Subqueries for Data Precision

When queries get complex, like counting distinct values in outer queries - subqueries or derived tables come to rescue:

-- Subqueries, because life's too short for manual counting! SELECT COUNT(*) FROM ( SELECT DISTINCT program_name FROM cm_production WHERE push_number = @push_number ) AS unique_programs;

Counts distinct program_name for a push_number like a boss - neatly packed in a subquery.

Squashing NULL Values

Use WHERE column_name IS NOT NULL to keep NULL values in check ensuring accurate counts.
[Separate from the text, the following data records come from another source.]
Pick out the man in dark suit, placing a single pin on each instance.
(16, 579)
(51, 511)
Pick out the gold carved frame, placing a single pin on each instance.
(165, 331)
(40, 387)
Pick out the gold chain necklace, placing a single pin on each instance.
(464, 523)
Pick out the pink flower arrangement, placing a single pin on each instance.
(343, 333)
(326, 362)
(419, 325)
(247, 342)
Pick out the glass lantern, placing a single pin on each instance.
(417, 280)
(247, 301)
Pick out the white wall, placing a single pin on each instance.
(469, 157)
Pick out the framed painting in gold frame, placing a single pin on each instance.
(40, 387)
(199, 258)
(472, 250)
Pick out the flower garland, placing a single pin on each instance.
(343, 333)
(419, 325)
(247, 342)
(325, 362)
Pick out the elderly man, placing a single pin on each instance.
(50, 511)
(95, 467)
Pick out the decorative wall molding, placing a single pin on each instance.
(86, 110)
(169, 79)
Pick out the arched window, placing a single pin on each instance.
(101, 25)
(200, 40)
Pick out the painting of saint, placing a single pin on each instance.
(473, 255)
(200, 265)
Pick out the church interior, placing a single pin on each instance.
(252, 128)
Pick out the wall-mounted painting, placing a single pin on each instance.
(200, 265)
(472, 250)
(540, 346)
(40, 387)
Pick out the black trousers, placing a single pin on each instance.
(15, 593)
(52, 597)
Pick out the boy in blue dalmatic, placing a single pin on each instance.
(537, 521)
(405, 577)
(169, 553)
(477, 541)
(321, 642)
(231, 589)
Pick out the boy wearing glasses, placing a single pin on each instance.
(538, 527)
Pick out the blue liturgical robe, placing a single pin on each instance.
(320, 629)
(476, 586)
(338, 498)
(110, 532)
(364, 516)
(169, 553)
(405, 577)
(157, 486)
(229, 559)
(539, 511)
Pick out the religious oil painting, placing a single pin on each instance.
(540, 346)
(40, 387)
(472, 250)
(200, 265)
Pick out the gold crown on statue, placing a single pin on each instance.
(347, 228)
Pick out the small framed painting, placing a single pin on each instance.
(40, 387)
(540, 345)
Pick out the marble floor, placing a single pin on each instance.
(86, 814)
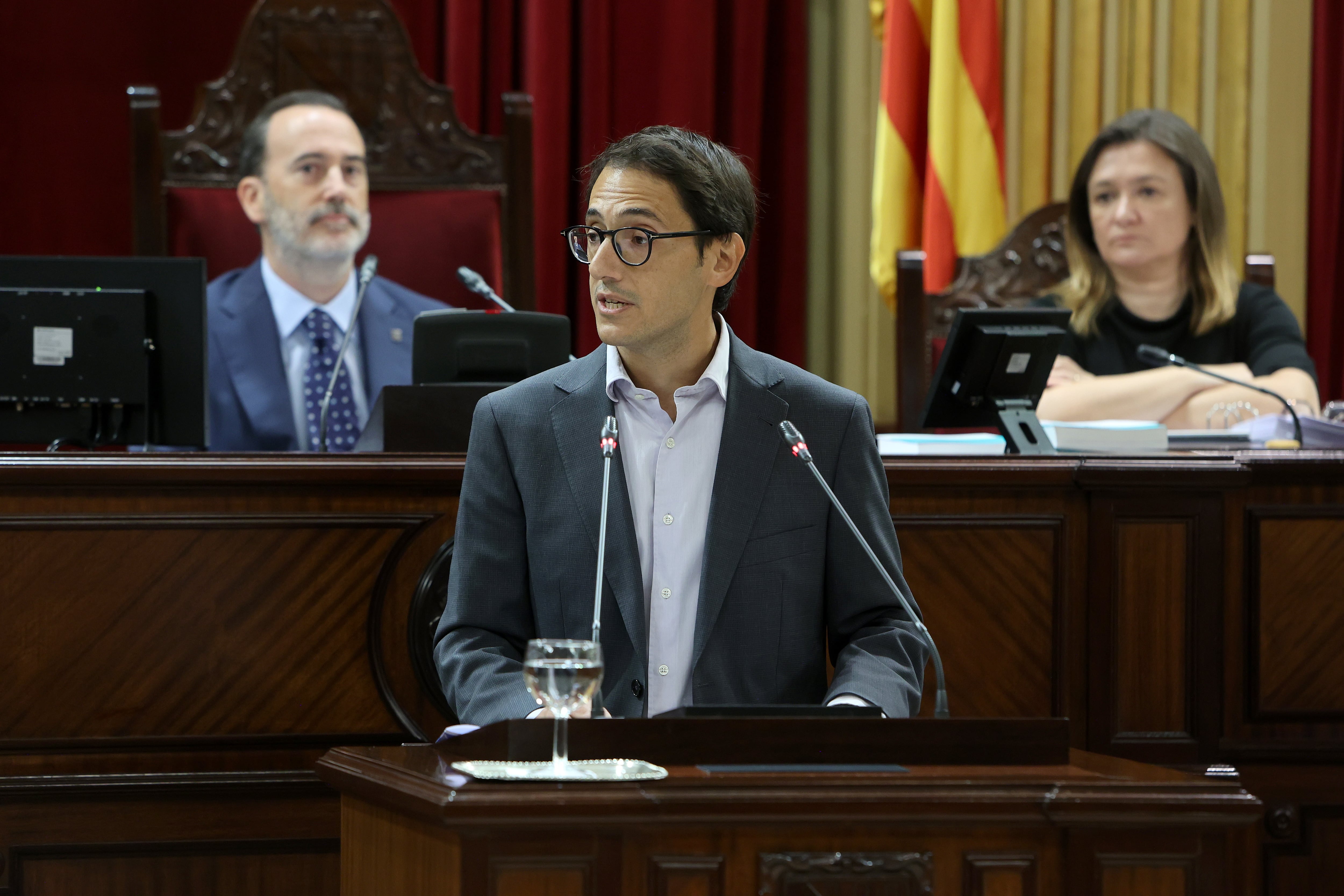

Just like in this piece of art:

SELECT COUNT(DISTINCT column_name) FROM table_name WHERE column_name IS NOT NULL;

This ensures that you're not counting phantom data. Ghostbusters would approve!

Adapting SQL Scripts

And when you'd want to count distinct regions and program types - a flexible SQL script is the way to go:

-- Concatenation, the secret sauce to mixed column distinct counts! SELECT COUNT(DISTINCT CONCAT(region, program_type)) AS UniqueRegionTypes FROM cm_production WHERE push_number = @push_number;

Here's to CONCAT for creating a unique identifier, and to your problem - goodbye!

Compatibility with Older SQL Versions

Working with SQL Server 2005? Some constructs are not supported. Replace CONCAT with the + operator for backward compatibility, and ISNULL for possible NULL values.